More mad cow cases believed to be in U.S.

A subcommittee made up five international representatives said Wednesday that although the bovine spongiform encephalopathy (BSE) infected heifer found at Sunny Dene Dairy in Mabton could end up being the only infected animal from the Canadian herd of origin, it is likely that other infected animals have gone undetected.

According to the report, presented at a press conference in Washington, D.C. Wednesday, "infective material has likely been rendered, fed to cattle and amplified within the cattle population, so that cattle in the USA have also been indigenously infected."

The report from the Foreign Animal and Poultry Disease Advisory Committee's subcommittee on the United States' response to the detection of a case of BSE has already garnered a response from the National Cattlemen's Beef Association.

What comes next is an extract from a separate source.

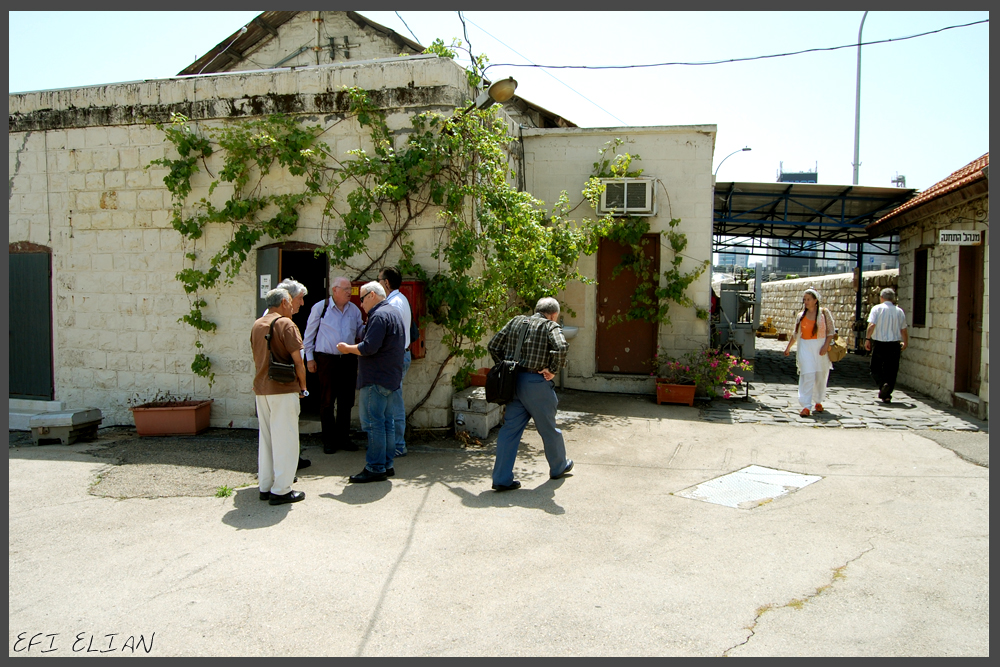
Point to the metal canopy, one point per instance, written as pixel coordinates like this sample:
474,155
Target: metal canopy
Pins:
808,216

The Association said in a press release Wednesday that the subcommittee reached "inappropriate conclusions and offers recommendations based on the premise that the risk level in the U.S. for this disease is the same as the risk level in European countries."

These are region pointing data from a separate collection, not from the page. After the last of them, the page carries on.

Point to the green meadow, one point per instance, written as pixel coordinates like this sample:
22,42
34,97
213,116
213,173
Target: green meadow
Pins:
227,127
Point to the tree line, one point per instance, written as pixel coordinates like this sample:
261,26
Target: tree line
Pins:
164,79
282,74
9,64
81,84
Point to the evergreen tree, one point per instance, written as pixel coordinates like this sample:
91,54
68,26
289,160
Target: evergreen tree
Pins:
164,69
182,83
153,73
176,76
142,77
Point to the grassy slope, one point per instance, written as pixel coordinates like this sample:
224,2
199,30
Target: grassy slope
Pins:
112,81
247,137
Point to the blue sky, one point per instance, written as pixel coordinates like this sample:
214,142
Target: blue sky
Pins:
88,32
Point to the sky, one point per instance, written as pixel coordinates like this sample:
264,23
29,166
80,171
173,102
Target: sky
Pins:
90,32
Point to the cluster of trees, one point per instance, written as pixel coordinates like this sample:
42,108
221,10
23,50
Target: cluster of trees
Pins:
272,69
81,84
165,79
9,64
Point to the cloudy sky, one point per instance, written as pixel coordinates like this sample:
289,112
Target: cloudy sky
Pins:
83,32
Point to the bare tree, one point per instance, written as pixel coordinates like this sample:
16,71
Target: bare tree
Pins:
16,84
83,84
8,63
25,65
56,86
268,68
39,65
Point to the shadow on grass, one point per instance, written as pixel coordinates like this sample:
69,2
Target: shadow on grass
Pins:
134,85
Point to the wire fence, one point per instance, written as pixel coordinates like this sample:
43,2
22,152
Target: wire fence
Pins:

"Clearly some members of the panel do not have a full understanding of the systems we have in place in the U.S.," said Dr. Gary Weber, executive director of regulatory affairs for the National Cattlemen's Beef Association. "Many of the panel's recommendations are based on the European model and overlook scientific evidence that clearly demonstrates the long-standing firewalls in place in our country have been effective."

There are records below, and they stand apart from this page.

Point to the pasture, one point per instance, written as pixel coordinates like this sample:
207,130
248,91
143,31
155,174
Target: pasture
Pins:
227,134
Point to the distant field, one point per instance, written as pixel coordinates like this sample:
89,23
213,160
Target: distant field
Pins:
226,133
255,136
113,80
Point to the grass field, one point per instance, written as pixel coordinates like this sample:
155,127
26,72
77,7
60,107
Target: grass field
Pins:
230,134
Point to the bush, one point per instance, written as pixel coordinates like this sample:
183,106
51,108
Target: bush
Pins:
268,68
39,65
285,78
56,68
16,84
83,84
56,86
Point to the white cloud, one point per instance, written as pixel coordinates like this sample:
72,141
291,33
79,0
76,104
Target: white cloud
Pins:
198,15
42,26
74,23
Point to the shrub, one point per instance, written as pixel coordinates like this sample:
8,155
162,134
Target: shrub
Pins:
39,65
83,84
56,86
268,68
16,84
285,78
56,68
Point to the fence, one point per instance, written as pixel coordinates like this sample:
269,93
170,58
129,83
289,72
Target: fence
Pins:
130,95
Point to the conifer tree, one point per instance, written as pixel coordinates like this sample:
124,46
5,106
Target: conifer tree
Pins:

The subcommittee is made up two representatives from Switzerland, as well as one representative each from the United Kingdom, New Zealand and the United States.

In the report from the subcommittee, it is stated that because there are likely to be other infected animals in the United States, the as yet to be identified animals from the Canadian birth herd do not pose a significant additional risk in the spread of the disease in the U.S.

However, the subcommittee noted that these unidentified infected animals have to be considered as the United States goes through the process of creating policies for the prevention of the spread of BSE to humans and cattle through feed.

One thing the subcommittee suggested as an important part of handling the BSE situation in the U.S. is better communication between the government and the public. For example, the subcommittee pointed out that placing herds throughout the state of Washington under quarantine led people to believe that the disease could be passed from one animal to another through contact, which they say is not true. In order to prevent this misinformation, the subcommittee suggested clearer communication with the public as to the reason for the quarantines.

The subcommittee also suggested the creation of more labs in the United States that could test for BSE via animal tissue samples. The report recommends that the government approve a number of labs throughout the country to do the testing as part of a "national surveillance program."

The subcommittee also looked at the North American feed ban that was put in place in 1997 as "insufficient to prevent exposure of cattle to the BSE agent." The subcommittee recommended that all specified risk material should be banned not only from all livestock fee, but all pet food as well.